Je crois aussi que bon nombre des dérives qui ont culminé avec la crise de 2007 ont été le résultat de formidables faiblesses de gouvernance. Il me paraît essentiel que le superviseur exerce rigoureusement ses prérogatives en la matière et soit d’une exigence redoublée sur la validation des dirigeants responsables des banques françaises. Pour ma part, j’ai toujours été surpris que les membres des conseils d’administration des banques ne soient pas eux-mêmes validés par les autorités de supervision, voire préalablement auditionnés pour les plus importants d’entre eux, comme le président du conseil ou celui du comité des risques. Je n’ai pas vu cela dans le projet de loi, mais c’est peut-être une amélioration que le Parlement souhaitera apporter.

JOL Press : Quelle est la position américaine sur ce point ?
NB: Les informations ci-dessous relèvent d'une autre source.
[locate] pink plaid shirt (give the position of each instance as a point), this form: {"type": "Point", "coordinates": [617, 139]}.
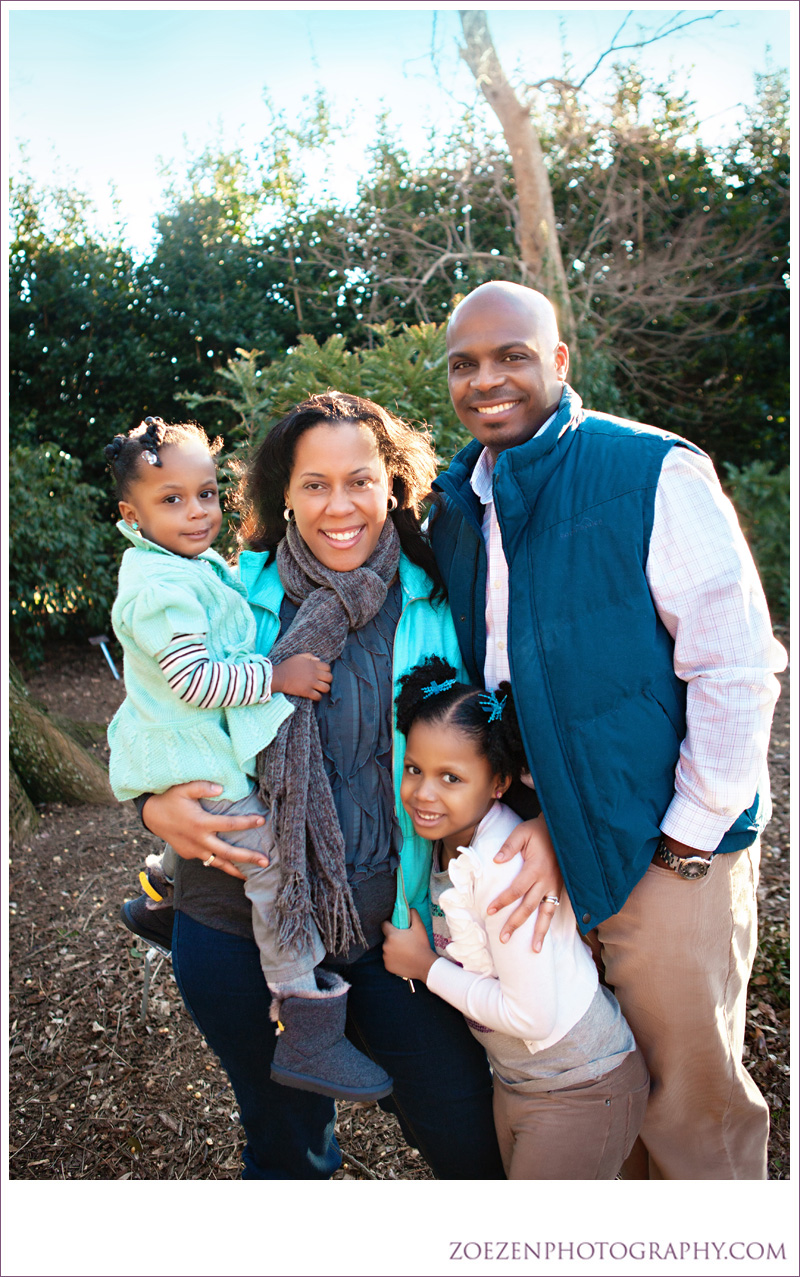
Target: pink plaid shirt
{"type": "Point", "coordinates": [708, 595]}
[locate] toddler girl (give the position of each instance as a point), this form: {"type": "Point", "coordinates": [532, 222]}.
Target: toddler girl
{"type": "Point", "coordinates": [570, 1084]}
{"type": "Point", "coordinates": [200, 702]}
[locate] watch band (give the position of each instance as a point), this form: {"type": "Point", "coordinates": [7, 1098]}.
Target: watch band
{"type": "Point", "coordinates": [685, 866]}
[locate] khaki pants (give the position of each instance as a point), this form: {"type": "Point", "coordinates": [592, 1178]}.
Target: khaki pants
{"type": "Point", "coordinates": [677, 957]}
{"type": "Point", "coordinates": [578, 1133]}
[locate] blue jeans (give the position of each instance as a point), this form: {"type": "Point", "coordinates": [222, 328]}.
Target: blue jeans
{"type": "Point", "coordinates": [442, 1093]}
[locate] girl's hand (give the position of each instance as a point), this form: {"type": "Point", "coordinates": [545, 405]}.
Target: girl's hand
{"type": "Point", "coordinates": [178, 817]}
{"type": "Point", "coordinates": [539, 876]}
{"type": "Point", "coordinates": [408, 953]}
{"type": "Point", "coordinates": [303, 676]}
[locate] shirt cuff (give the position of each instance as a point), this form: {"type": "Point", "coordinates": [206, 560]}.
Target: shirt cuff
{"type": "Point", "coordinates": [693, 825]}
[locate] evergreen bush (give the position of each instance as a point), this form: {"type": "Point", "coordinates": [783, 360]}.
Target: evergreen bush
{"type": "Point", "coordinates": [762, 498]}
{"type": "Point", "coordinates": [63, 557]}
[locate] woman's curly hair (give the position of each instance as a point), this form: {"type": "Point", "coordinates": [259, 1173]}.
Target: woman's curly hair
{"type": "Point", "coordinates": [407, 453]}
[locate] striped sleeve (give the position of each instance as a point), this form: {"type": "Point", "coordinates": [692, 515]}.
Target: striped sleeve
{"type": "Point", "coordinates": [211, 685]}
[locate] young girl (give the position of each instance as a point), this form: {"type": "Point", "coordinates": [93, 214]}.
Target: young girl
{"type": "Point", "coordinates": [570, 1084]}
{"type": "Point", "coordinates": [200, 702]}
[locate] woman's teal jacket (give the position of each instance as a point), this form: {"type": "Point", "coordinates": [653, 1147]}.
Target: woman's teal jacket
{"type": "Point", "coordinates": [424, 630]}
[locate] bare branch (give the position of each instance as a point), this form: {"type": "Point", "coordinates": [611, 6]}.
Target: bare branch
{"type": "Point", "coordinates": [642, 44]}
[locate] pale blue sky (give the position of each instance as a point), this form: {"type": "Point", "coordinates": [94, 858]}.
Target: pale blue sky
{"type": "Point", "coordinates": [100, 93]}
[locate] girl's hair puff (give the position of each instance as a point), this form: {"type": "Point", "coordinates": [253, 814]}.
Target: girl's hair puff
{"type": "Point", "coordinates": [125, 451]}
{"type": "Point", "coordinates": [495, 736]}
{"type": "Point", "coordinates": [407, 453]}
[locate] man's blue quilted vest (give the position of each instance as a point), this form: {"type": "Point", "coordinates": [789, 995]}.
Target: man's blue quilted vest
{"type": "Point", "coordinates": [601, 709]}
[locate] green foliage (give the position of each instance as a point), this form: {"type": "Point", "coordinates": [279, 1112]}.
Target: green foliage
{"type": "Point", "coordinates": [404, 370]}
{"type": "Point", "coordinates": [675, 254]}
{"type": "Point", "coordinates": [762, 499]}
{"type": "Point", "coordinates": [61, 561]}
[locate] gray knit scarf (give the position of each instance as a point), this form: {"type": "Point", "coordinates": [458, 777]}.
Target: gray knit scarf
{"type": "Point", "coordinates": [292, 777]}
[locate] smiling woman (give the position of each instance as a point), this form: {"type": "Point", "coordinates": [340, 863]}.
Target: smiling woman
{"type": "Point", "coordinates": [335, 566]}
{"type": "Point", "coordinates": [341, 507]}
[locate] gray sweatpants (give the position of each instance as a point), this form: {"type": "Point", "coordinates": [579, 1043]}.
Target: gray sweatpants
{"type": "Point", "coordinates": [262, 885]}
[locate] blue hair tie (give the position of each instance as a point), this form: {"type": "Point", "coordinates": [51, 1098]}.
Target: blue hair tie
{"type": "Point", "coordinates": [435, 688]}
{"type": "Point", "coordinates": [492, 705]}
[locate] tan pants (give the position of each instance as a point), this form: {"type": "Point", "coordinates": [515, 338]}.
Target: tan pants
{"type": "Point", "coordinates": [579, 1133]}
{"type": "Point", "coordinates": [677, 957]}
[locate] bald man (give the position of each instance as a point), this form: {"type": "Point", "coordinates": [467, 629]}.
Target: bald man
{"type": "Point", "coordinates": [597, 563]}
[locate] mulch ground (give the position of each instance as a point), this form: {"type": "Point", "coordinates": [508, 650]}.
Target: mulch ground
{"type": "Point", "coordinates": [97, 1093]}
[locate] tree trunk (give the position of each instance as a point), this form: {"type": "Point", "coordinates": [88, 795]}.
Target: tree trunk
{"type": "Point", "coordinates": [536, 229]}
{"type": "Point", "coordinates": [47, 764]}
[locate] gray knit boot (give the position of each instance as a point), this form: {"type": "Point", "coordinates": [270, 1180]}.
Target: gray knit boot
{"type": "Point", "coordinates": [312, 1052]}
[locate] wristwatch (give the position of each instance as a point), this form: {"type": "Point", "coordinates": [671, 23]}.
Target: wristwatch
{"type": "Point", "coordinates": [685, 866]}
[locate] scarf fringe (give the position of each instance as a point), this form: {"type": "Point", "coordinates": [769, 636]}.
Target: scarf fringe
{"type": "Point", "coordinates": [292, 778]}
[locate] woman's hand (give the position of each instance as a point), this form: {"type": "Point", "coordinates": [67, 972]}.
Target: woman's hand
{"type": "Point", "coordinates": [539, 876]}
{"type": "Point", "coordinates": [408, 953]}
{"type": "Point", "coordinates": [178, 817]}
{"type": "Point", "coordinates": [303, 676]}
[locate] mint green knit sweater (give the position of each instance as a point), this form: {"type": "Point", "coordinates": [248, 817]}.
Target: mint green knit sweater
{"type": "Point", "coordinates": [156, 738]}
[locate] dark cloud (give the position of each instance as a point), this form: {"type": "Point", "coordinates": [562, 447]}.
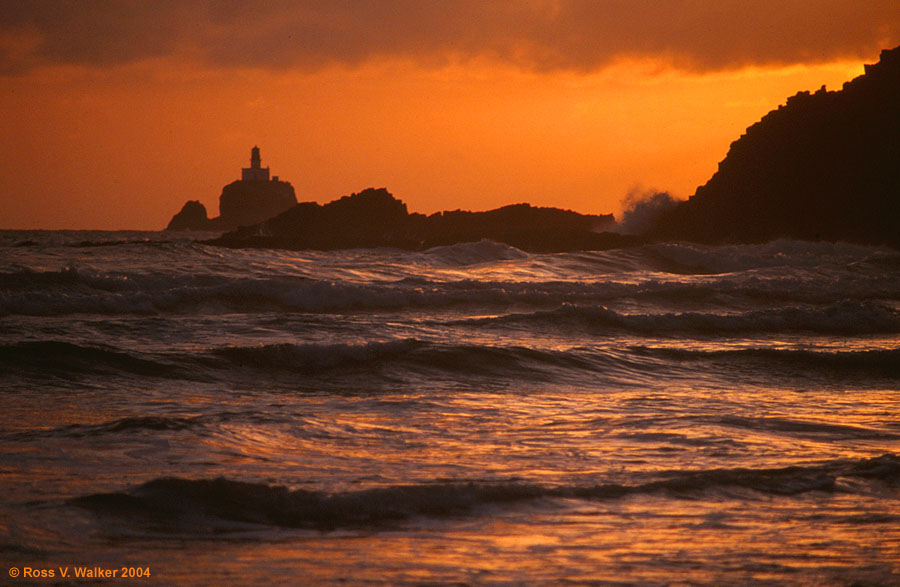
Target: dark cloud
{"type": "Point", "coordinates": [581, 35]}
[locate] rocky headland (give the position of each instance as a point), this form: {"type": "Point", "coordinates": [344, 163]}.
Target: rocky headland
{"type": "Point", "coordinates": [249, 200]}
{"type": "Point", "coordinates": [826, 165]}
{"type": "Point", "coordinates": [375, 218]}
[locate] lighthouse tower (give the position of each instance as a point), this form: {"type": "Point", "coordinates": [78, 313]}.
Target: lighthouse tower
{"type": "Point", "coordinates": [255, 172]}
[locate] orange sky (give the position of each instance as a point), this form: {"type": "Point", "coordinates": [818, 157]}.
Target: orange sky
{"type": "Point", "coordinates": [113, 114]}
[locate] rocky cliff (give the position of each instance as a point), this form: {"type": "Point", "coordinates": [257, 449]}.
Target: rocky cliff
{"type": "Point", "coordinates": [374, 218]}
{"type": "Point", "coordinates": [825, 165]}
{"type": "Point", "coordinates": [242, 203]}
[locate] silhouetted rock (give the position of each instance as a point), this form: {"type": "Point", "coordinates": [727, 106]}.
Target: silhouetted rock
{"type": "Point", "coordinates": [824, 166]}
{"type": "Point", "coordinates": [249, 200]}
{"type": "Point", "coordinates": [374, 218]}
{"type": "Point", "coordinates": [192, 217]}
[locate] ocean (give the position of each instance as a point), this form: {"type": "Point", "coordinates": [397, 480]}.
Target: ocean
{"type": "Point", "coordinates": [473, 414]}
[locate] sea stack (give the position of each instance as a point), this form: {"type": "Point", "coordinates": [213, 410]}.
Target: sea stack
{"type": "Point", "coordinates": [249, 200]}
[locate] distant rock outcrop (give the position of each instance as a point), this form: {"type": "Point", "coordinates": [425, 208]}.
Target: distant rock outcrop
{"type": "Point", "coordinates": [824, 166]}
{"type": "Point", "coordinates": [192, 217]}
{"type": "Point", "coordinates": [249, 200]}
{"type": "Point", "coordinates": [374, 218]}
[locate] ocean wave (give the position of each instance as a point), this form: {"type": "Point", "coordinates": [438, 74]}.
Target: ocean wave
{"type": "Point", "coordinates": [846, 317]}
{"type": "Point", "coordinates": [483, 251]}
{"type": "Point", "coordinates": [82, 291]}
{"type": "Point", "coordinates": [413, 358]}
{"type": "Point", "coordinates": [50, 358]}
{"type": "Point", "coordinates": [716, 259]}
{"type": "Point", "coordinates": [882, 362]}
{"type": "Point", "coordinates": [190, 502]}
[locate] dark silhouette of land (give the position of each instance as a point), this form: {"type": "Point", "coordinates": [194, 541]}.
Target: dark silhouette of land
{"type": "Point", "coordinates": [824, 166]}
{"type": "Point", "coordinates": [375, 218]}
{"type": "Point", "coordinates": [249, 200]}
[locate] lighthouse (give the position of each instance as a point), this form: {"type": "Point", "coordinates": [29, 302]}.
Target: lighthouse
{"type": "Point", "coordinates": [255, 172]}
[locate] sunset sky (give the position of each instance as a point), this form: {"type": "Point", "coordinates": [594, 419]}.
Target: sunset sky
{"type": "Point", "coordinates": [114, 113]}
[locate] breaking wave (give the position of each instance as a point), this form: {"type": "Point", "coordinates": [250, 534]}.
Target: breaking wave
{"type": "Point", "coordinates": [416, 358]}
{"type": "Point", "coordinates": [173, 500]}
{"type": "Point", "coordinates": [848, 317]}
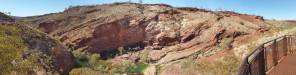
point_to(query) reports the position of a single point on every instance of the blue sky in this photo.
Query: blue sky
(270, 9)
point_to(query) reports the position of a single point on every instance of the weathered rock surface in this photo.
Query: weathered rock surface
(169, 33)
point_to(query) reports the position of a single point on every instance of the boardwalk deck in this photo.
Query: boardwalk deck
(286, 67)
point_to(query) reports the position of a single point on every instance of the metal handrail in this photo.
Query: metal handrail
(256, 63)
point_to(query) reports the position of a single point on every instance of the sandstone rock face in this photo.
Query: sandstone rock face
(172, 33)
(63, 60)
Pascal PoupelleLes États-Unis viennent de confirmer qu’ils n’appliqueraient pas Bâle III (ce qui montre une certaine constance puisqu’ils n’avaient déjà pas appliqué Bâle II). Ils ont, il est vrai, fort à faire pour mettre en place la Loi Dodd Frank qui se révèle d’une très grande complexité, avec en particulier la règle Volcker qui vise à bannir le trading pour compte propre. Le nouveau dispositif prudentiel est encore en fait en chantier. Leur système de supervision et de régulation reste par ailleurs très morcelé et hétérogène en qualité. Ils avancent en revanche assez vite sur les mécanismes de résolution, dont ils ont une grande expérience, puisque plus de 600 banques ont fait faillite aux États-Unis depuis la chute de Lehman. Il est important de garder présent à l’esprit, qu’aux États-Unis, c’est le marché qui joue un rôle essentiel sur le financement de l’économie, alors que ce sont les banques en Europe. Une nouvelle donne règlementaire qui briderait davantage notre système bancaire que le système américain serait bien contre-intuitif…

JOL Press : Que diriez-vous à un jeune qui voudrait se lancer dans la banque aujourd’hui ?

Pascal Poupelle : J’ai été banquier pendant vingt-cinq ans. C’est un très beau métier, exigeant et stimulant intellectuellement. La banque des entreprises, en particulier, est au cœur des mécanismes de création de valeur de nos sociétés et joue un rôle irremplaçable. Les dérives nombreuses et pitoyables des dernières années ne doivent pas faire oublier que la très grandes majorité des banquiers ont fait leur métier avec rigueur et engagement et parfois même avec passion. Il ne reste plus qu’à réhabiliter cette industrie, ce qui prendra incontestablement du temps. Un de mes patrons me rappelait que les banques vivent du crédit qu’elles accordent, mais qu’elles vivent aussi du crédit qu’on leur prête. Il y a fort à faire en la matière dans les années qui viennent…

[image:2,s]Pascal Poupelle, est le Président non-exécutif de The Royal Bank of Scotland  pour la France.
Ancien élève de l’École Polytechnique et ingénieur de l’aviation civile, il a exercé d’importantes responsabilités auparavant, notamment au 
Crédit Lyonnais, au Crédit Agricole et chez Dexia.